Grand Ayatollah Ali Sistani put pressure Saturday on the United Iraqi Alliance to maintain its unity and to speed up the formation of a new government.
Intrepid PBS reporter Elizabeth Farnsworth of the Lehrer Hour did a piece from Qom this week about the influence of Grand Ayatollah Sistani in Iran, via his Qom HQ (which has adopted a high tech digitalization project).
In Iraq, the Shiite religious coalition, which had 140 members and had attracted a further 8 independents, lost two MPs on Friday. Abdul Karim al-Muhammadawi, the “Prince of the Marshes” and leader of the Marsh Arab party, Hizbullah, withdrew, as did a member of the Iraqi National Coalition. Because the UIA has the support of 3 Turkmen, 3 Sadrist and the one Islamic Action Organization members of parliament, the defection of these two MPs does not affect its ability to put together a simple majority in parliamentary votes (see Andrew Arato’s posting below). It is also a little unlikely that al-Muhammadawi would actually vote against the religious Shiite parties, so it is unclear what his defection would mean in practice.
Many in the Iraqi public are angry that the parliament they elected has still not held its first meeting, and that no government has yet emerged. The main sticking points have to do with Kurdish demands for semi-autonomy, and for control of the oil city of Kirkuk in the north.
Muhammad Bahr al-Ulum, a member of the UIA, said that it had set a March 15 deadline for convening parliament, regardless of whether a government had been formed by then.
A prominent Sadrist preacher was assassinated on Friday, Shaikh Saad Kamil, in Sadr City. Likewise a relief aid official was killed in Baghdad.
Some of the more raw sentiments of Shiites about the Kurdish demands, and attitudes to the secular parties, can be seen in the Iraqi press:
BBC World Monitoring, March 3 2005, Iraqi Press Highlights, reports:
. . . Al-Hawza carries on page 1 a 1,000-word editorial criticizing the Kurds for “extorting” other political parties to get hold of Kirkuk and the presidential post.

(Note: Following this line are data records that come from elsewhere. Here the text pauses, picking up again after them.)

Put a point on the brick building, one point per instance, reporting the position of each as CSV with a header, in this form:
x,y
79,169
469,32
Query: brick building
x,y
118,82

The author says that the Kurds are “parasites,” using Iraq as a “host” to build their own region, with the aid of Israel.
. . . Al-Hawza runs on page 2 a 700-word article to be continued in the upcoming issues by Taha Hamzah al-Wa’ili, who criticizes a number of satellite TV channels, including Al-Jazeera, Al-Hurrah, and Al-Furat, for “attempting to destroy the human character of Iraqis, picturing Islam as unable to establish a successful state, and preparing for sectarian strife in Iraq.”
. . . Ansar al-Mahdi runs on page 6 an 800-word article by Ruqayyah Ibrahim criticizing the Iraqi communist feminist Yanar Ahmad for “propagandizing the lewdness and corruption of the West in Iraq.
Other BBC monitoring reports give us a window on the religious-Shiite view of Lebanon and other issues:
Ansar al-Mahdi carries on page 1 a 500-word editorial by Chief Editor Al-Hajj Salam Salih, commenting on the Lebanese “crisis” and the “role” of Hezbollah and the Islamic resistance in “keeping the Lebanese national unity.” The writer says that Lebanon is facing a “conspiracy,” which aims at making the country a land of “political and sectarian strife, instead of being the leader in the struggle with Israel.” . . . Ansar al-Mahdi publishes on page 2 a 1,200-word article by Ruqayyah Ibrahim, commenting on the “colour revolutions” that took place in some countries, like “the orange revolution in the Ukraine, the pink revolution in Georgia, the purple revolution in Iraq, and the white-and-red revolution in Lebanon.” The author says that these “sham revolutions” are forged by the US Administration, which “makes use of the silent majority that crave for personal benefit to alienate the loyal and politically active people.”